1. A couple who make $8000 per month. They are on a salary and are looking to buy a $500,000 home with a $25,000 down payment. Their LTV is 90% and they have a 720 fico. They are looking for a 7/1 ARM and don't want to have to pay mortgage insurance. The rate is going to be 7.5% and it will cost him two discount points.

2. A business owner who has a net worth of $3,500,000. He is looking to buy a $5,000,000 with a down payment of $500,000. The borrower is also willing to deposit $1,000,000 into the bank that is willing to fund the loan (he wants to minimize his down payment and stay liquid) and is looking for a 3/1 arm. The rate for the client is going to be 6.75% with 1 point.

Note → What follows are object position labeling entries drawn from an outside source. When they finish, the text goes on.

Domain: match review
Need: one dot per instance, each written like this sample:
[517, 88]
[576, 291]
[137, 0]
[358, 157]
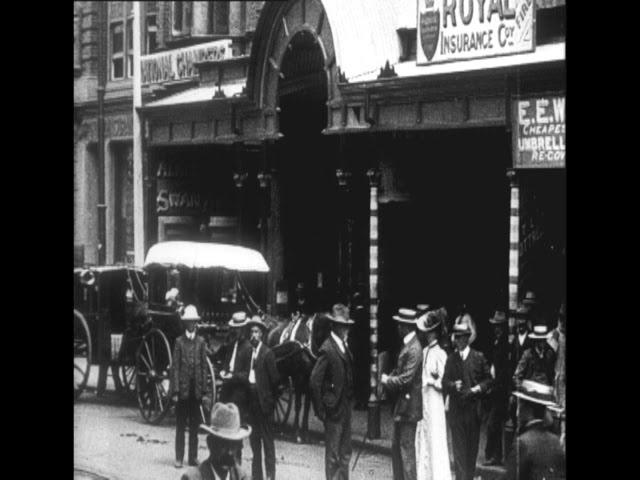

Both borrowers have the same loan to value ratio, borrower one has a guaranteed salary, and is going for a more conservitive loan. Why is it that the bank will give borrower two a lower interest rate on a higher loan amount? Simply because the bank knows that no matter what happens, the second borrwer has more to lose, and has the ability to gain more. Since borrower two is willing to establish a banking relationship and make his deposits at the bank, he has a better profile for the bank. This bank is willing to lend him money at a lower rate, and as well as charge him less up front.


Wall Street always has an appitizer for various home loans, but portfolio lenders have an appetite for strong clients. Which borrower is the higher risk?


About HPM Financial: HPM Financial leads the credit repair industry with a industry high deletion ratio, money back guarantee, and an integrated Realtor/Loan Officer processing system. For more info go to Effective Credit Repair or call (800) 701-5022 ext 1.

Comments(2)

Ki Gray
Austin, TX
Austin Real Estate
I have a friend that is looking at a 600k property and will put down 20 percent.  But owns a business.  What kind of rate can they expect.  They were also interested in a 30 year loan.
Oct 08, 2007 03:08 PM
Hayden Gerson
HPM Financial LLC - San Diego, CA
Do you know what his fico score is? Will he be able to document his income?